Nova York — “Nunca vou deixar louça suja na pia”, promete um anúncio postado em dezenas de vagões de metrô de Nova York. Quem lê imagina um amigo de fé que lava pratos, copos, panelas e travessas após um jantar festivo na sua casa.
Não há, porém, louça suja, porque não há jantar. Seu “amigo”, na verdade, é um colar, cujo pingente é um círculo branco que guarda um microfone acoplado a um sistema de inteligência artificial.
O usuário dá um nome ao pingente, fala com ele e, ao apertá-lo, recebe uma resposta por mensagem de texto no telefone, dando a falsa sensação de que não está sozinho. O produto, que custa US$ 129, é criação da Friend.com, empresa operando desde julho de 2024 no Vale do Silício.
A empresa injetou, um ano atrás, US$ 1 milhão para espalhar 11 mil pôsteres com frases “de amizade” pelas estações do metrô, corredores, plataformas e vagões, incluindo os famosos corredores da estação West 4th, perto da Universidade de Nova York.
Na cor branca, com o texto em preto, os outdoors não dizem para o que o produto serve ou como funciona, mas fazem grandes promessas: “Vou maratonar a série ao seu lado”, “Nunca vou cancelar nossos planos de jantar”, “Sempre te acompanharei no metrô” ou “Alguém que te escuta, responde e te apoia”.
O alcance das mensagens é enorme. Em 2024, passaram diariamente pelo metrô de Nova York 3,8 milhões de passageiros. Aos sábados e domingos, foram 4,4 milhões, segundo dados da Metropolitan Transportation Authority.
Revoltados com a ideia, os nova-iorquinos começaram a rabiscar e pichar os cartazes: “Não temos de aceitar esse futuro”, “Seja voluntário em um jardim comunitário”, “IA não é o seu amigo” ou “Ligue para um idoso em vez de conversar com um chatbox”.

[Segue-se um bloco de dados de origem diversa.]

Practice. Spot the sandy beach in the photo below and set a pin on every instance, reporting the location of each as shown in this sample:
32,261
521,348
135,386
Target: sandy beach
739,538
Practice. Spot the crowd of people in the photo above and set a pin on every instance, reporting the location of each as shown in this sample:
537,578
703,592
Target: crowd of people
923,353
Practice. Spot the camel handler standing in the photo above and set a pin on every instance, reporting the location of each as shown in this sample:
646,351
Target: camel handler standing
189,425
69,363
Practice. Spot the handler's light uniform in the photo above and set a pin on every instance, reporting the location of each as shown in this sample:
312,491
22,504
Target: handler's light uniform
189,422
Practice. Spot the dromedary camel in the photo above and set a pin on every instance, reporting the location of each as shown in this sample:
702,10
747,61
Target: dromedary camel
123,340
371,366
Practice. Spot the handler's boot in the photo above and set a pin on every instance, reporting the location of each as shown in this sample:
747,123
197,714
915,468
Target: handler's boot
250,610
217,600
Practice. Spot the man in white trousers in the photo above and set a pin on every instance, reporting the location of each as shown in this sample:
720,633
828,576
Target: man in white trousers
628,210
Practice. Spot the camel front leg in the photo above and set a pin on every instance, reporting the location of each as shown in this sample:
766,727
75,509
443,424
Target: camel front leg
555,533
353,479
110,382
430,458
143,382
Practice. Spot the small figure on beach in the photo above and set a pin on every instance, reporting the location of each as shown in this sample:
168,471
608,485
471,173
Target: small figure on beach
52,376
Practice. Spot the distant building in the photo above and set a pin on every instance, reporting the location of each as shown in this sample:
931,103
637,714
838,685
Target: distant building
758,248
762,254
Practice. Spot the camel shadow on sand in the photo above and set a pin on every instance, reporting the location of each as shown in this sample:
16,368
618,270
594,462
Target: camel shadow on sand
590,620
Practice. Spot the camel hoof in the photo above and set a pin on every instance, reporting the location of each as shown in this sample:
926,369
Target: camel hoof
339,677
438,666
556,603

A raiva é tanta que quem não está em Nova York, mas quer se expressar, pode pichar os cartazes online via vandalizefriend.com, um site em que o usuário até escolhe a cor do spray da mensagem.
A reação veio à tona em meio a um debate na mídia nacional sobre solidão crônica, casos crescentes de “relacionamentos amorosos” com inteligência artificial e até o suicídio incentivado por diálogos que simulam atenção.
Em abril passado, Maria e Matt Raine, pais de Adam, um adolescente de 16 anos que tirou a própria vida, entraram com uma ação contra o OpenAI, alegando que sua plataforma, o ChatGPT, age como “coach de suicídio”.
O caso ganhou as principais manchetes dos Estados Unidos, fazendo com que uma novidade como Friend.com seja vista como um instrumento que abusa da onda de isolamento, com um aparelho pendurado no pescoço, em vez de buscar uma solução saudável.
Por trás da empresa está o francês Avi Schiffmann, um jovem de 22 anos, que levantou US$ 7 milhões em venture capital para a ideia, sendo que US$ 1,8 milhão foi usado para comprar o domínio do site. Apesar de esta ser sua primeira aventura em IA, ele coleciona alguns sucessos no mundo digital.
Durante a pandemia, quando ele cursava o último ano do ensino médio, Schiffmann criou um site (nCoV2019.live) para rastrear casos globais de covid-19, no qual o Brasil figura como quinto na lista. A iniciativa foi elogiada pelo então médico do governo americano, Anthony Fauci.
Em 2021, Schiffmann ingressou em Harvard, onde ficou um ano. Em seu perfil no LinkedIn, consta orgulhosamente a palavra “dropped out”.
Pouco depois, em resposta à invasão da Rússia à Ucrânia, ele criou o Ukraine Take Shelter, uma plataforma para conectar famílias americanas a refugiados ucranianos.
Há algumas semanas, Schiffmann pegou um avião para ver de perto os cartazes, acreditando que o rebuliço faz parte do sucesso.
Chegou a afirmar no X que esta é a maior campanha da história do metrô da cidade, com 25 milhões de visualizações. Em Los Angeles, ele espalhou a mesma campanha em 500 pontos de ônibus.
Talvez os números de venda contem outra história: até o final de setembro, a Friend.com contabilizava 3 mil unidades vendidas, mil delas entregues e um faturamento de quase US$ 350 mil, revertidos em produção, ações de marketing e um bocado a mais de solidão.